Au delà de cette rhétorique flamboyante, le régime iranien a cependant laissé percer quelques prudents signes d’intérêt pour la réélection de M. Obama, annoncée par le quotidien gouvernemental Iran Daily sous le titre: « Le lobby israélien perd, Obama gagne ».
« Les relations avec les Etats-Unis ne sont pas simples », a sobrement relevé l’ayatollah Sadegh Larijani, chef du pouvoir judiciaire iranien et proche du Guide suprême iranien, l’ayatollah Ali Khamenei.
« Il y a quatre ans, Obama est arrivé (au pouvoir) avec le slogan du changement et il a affirmé qu’il tendait la main à l’Iran, mais dans la pratique il nous a imposé les sanctions les plus dures », a-t-il rappelé.
Cette personnalité influente du courant religieux conservateur au pouvoir en Iran a toutefois évoqué de possibles « négociations » avec les Etats-Unis, même si, a-t-il averti, « après tant de pressions et de crimes contre le peuple iranien, il est impossible de rétablir les relations en une nuit ».
Pas de tabou
Plus direct, l’un des frères de Sadegh Larijani qui est aussi son conseiller pour les affaires internationales, Mohammad Javad Larijani, a réaffirmé mercredi que « négocier avec les Etats-Unis n’est pas un tabou », même si toute décision de renouer un contact direct interrompu depuis 33 ans « est une prérogative du Guide suprême ».
« Si l’intérêt du régime l’exige, nous sommes prêts à négocier avec Satan au fin fond de l’enfer », n’a-t-il pas hésité à affirmer.
De plus en plus durement éprouvé par l’embargo financier et pétrolier imposé par les Occidentaux en représailles à son programme nucléaire controversé, le régime iranien « donne l’impression d’être prêt à se montrer plus réaliste dans ses négociations avec les grandes puissances pour peu que ces dernières lui proposent une porte de sortie honorable à la crise », estime un ambassadeur européen à Téhéran.

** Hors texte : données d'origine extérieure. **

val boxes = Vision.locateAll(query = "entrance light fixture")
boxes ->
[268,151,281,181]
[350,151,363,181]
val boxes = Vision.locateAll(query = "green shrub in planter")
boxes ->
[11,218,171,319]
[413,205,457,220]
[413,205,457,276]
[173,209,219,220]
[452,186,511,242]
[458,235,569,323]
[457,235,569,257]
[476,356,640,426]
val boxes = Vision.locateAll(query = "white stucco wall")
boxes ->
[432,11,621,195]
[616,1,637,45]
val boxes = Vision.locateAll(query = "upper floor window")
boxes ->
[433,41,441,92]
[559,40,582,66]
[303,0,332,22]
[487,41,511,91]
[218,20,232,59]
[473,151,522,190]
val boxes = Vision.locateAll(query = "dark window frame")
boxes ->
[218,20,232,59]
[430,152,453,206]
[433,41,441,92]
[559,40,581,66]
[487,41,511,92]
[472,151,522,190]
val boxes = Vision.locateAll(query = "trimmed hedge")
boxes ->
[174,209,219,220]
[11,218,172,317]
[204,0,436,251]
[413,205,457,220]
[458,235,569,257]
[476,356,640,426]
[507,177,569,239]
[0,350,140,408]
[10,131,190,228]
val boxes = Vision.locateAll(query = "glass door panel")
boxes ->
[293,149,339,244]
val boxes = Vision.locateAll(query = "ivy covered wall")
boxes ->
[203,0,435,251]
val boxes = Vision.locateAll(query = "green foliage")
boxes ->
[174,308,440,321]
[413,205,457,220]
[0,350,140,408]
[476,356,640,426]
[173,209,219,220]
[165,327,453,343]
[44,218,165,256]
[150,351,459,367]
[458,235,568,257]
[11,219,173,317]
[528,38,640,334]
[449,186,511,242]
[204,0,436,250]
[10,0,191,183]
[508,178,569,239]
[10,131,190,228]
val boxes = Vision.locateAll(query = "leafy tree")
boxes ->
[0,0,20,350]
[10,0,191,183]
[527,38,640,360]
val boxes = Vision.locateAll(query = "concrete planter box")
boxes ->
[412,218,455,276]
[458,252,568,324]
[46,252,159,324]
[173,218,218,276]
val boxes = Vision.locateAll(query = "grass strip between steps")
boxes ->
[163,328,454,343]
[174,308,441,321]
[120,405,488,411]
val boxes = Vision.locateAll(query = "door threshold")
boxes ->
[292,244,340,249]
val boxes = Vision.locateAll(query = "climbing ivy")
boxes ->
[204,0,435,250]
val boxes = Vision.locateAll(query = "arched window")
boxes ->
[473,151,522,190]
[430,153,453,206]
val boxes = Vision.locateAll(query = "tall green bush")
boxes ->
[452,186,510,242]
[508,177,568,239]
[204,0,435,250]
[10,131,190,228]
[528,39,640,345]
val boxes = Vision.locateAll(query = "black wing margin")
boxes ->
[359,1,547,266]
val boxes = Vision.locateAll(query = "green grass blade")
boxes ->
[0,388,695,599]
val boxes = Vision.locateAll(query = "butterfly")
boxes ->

Y compris, selon de nombreux diplomates occidentaux en Iran, en renouant un contact direct avec le « Grand Satan » américain, vilipendé quotidiennement par le régime iranien depuis la rupture des relations entre les deux pays en 1979.
« Il y a manifestement un intérêt des deux côtés, mais la question est de savoir ce que les Iraniens vont demander, et si Washington sera prêt à le donner », analyse un autre ambassadeur européen.
Les Etats-Unis se sont déclarés à plusieurs reprises, ces derniers mois, prêts à des contacts directs avec l’Iran mais Téhéran a toujours décliné, jugeant que les conditions n’étaient pas réunies.
« La République islamique respecte le vote des Américains » mais le « mur de méfiance (entre les deux pays) ne peut être réduit que si le gouvernement américain respecte la volonté et les droits du peuple iranien et change ses politiques erronées du passé », a souligné mercredi le porte-parole du ministère iranien des Affaires étrangères Ramin Mehmanparast.
« Qu’il s’agisse des négociations nucléaires ou d’une éventuelle reprise du dialogue avec Washington, les Iraniens réclament surtout ce qu’ils appellent la +reconnaissance de leurs droits+ et un +respect réciproque+: la formulation est suffisamment vague pour permettre des solutions si les deux parties le souhaitent », relève le même ambassadeur européen.
« La réélection d’Obama, jugée à Téhéran comme un moindre mal face au très pro-israélien et anti-iranien Mitt Romney, ouvre en tout cas une fenêtre de quelques semaines ou quelques mois pour sortir de la crise », ajoute-t-il.